Este concepto de la persona no es, primariamente, político, pero tiene consecuencias políticas y sociales. Por lo pronto, se establece como imperativo moral la dignidad inalienable de la persona, desde su concepción hasta su muerte y las leyes (y lo organismos políticos que las generan) deben promover y defender este valor. En segundo lugar, queda claro que todo sistema social debe estar subordinado a la persona, a cada una de ellas. Lo resume bien el famoso versículo de Marcos: «El Sábado ha sido hecho para el hombre; y no el hombre para el Sábado». Idea que ha sido y es negada por la práctica política y económica de tantos gobiernos. El siglo XX y lo que llevamos del XXI ha conocido el sacrificio de millones de vidas en nombre de grandes abstracciones y proyectos: el Proletariado, la Nación, la Raza. Valía la pena sacrificar vidas humanas para construir estas grandes torres de Babel. No es casualidad que los grandes totalitarismos del pasado siglo, el comunismo y el nazismo, sean radicalmente (y consecuentemente) anticristianos.

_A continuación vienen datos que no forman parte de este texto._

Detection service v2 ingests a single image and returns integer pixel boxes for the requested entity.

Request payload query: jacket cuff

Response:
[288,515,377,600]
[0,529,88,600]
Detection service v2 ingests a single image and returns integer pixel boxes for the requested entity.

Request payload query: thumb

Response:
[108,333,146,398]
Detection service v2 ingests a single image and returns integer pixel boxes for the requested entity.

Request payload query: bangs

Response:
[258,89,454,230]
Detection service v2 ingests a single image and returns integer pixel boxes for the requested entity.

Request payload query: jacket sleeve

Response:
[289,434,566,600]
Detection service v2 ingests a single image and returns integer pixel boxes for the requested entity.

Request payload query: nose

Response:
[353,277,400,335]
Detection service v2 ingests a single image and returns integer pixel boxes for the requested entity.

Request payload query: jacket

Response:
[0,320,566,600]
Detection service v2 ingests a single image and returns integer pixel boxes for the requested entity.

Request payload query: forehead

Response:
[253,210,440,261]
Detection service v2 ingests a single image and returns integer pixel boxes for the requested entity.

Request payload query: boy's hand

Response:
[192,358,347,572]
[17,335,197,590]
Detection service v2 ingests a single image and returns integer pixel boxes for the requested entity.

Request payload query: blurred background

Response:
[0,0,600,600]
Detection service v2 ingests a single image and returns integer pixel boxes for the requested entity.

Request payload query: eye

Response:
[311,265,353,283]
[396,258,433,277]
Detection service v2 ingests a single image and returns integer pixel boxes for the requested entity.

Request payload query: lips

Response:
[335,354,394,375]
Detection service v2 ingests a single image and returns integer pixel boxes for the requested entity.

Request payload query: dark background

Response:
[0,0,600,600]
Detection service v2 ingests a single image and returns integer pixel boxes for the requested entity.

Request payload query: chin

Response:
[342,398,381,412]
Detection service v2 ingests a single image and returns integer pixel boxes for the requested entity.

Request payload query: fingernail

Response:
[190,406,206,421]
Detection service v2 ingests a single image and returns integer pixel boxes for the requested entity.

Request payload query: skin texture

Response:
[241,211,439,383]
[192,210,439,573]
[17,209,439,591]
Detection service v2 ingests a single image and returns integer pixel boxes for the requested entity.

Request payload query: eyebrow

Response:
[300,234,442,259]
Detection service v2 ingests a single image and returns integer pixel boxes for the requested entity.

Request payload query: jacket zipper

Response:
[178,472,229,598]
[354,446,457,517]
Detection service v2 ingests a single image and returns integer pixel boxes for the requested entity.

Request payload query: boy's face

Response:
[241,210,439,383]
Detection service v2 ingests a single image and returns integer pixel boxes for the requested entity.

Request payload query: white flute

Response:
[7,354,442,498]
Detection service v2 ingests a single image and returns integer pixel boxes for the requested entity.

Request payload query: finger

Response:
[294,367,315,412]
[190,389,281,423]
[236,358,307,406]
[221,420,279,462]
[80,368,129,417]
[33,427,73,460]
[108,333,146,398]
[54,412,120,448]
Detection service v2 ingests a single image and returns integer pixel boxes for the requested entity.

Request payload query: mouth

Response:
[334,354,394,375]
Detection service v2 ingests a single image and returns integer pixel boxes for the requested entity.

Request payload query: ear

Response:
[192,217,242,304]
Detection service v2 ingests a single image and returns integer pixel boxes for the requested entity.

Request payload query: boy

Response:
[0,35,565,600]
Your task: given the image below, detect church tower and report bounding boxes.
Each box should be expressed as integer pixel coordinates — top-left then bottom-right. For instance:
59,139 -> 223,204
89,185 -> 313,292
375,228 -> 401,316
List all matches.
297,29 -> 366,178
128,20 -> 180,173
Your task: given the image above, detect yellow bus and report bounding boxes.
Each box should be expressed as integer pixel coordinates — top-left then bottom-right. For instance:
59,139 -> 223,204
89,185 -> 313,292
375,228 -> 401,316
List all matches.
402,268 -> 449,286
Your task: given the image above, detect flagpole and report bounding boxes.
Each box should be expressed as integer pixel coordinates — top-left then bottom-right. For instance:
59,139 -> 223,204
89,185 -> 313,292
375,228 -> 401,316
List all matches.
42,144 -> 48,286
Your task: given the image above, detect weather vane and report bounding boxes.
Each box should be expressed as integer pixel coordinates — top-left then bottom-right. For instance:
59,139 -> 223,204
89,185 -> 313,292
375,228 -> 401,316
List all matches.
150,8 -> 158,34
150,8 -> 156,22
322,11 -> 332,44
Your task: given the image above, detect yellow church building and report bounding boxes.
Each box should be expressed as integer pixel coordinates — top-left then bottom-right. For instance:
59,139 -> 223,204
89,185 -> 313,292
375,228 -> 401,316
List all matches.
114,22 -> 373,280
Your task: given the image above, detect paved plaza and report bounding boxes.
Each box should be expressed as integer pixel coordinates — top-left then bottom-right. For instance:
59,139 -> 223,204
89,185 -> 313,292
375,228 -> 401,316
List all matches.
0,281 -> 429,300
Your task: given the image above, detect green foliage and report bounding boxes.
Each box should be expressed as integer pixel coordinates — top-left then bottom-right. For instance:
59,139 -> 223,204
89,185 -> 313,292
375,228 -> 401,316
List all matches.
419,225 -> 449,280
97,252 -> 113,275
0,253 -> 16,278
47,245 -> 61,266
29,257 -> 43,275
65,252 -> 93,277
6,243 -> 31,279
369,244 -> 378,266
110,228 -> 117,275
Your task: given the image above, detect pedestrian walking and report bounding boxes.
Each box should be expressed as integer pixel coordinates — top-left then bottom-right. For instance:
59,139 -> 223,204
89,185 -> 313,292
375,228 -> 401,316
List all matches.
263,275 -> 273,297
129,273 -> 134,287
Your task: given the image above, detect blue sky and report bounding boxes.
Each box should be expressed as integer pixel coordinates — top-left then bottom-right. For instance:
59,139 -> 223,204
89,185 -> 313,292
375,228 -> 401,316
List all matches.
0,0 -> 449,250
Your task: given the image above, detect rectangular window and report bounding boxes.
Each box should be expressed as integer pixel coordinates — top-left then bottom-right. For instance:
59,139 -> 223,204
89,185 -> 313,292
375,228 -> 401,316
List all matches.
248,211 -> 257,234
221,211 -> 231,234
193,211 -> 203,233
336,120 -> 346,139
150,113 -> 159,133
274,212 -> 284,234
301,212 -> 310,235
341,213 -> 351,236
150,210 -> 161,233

Esta idea cristiana de la persona tiene para un creyente una dimensión trascendente y su explicación es a la vez sencilla y misteriosa. La clave está en la frase del Génesis: Lo creó a su imagen y semejanza. Pero incluso los no creyentes tienen que reconocer que uno de los fundamentos de nuestra forma de sociedad (democracia, protección social, garantías judiciales, derechos humanos) es el concepto cristiano de persona como ser libre, responsable y de dignidad inalienable. Ahora bien, este sistema termina por crear una dinámica que se vuelve contra sus propios principios (laicismo, ideología de género, relativismo moral, hedonismo…)
En esta situación compleja, ¿podrá sobrevivir el árbol si se secan las raíces, si la concepción cristiana de persona deja de ser el fundamento del orden social?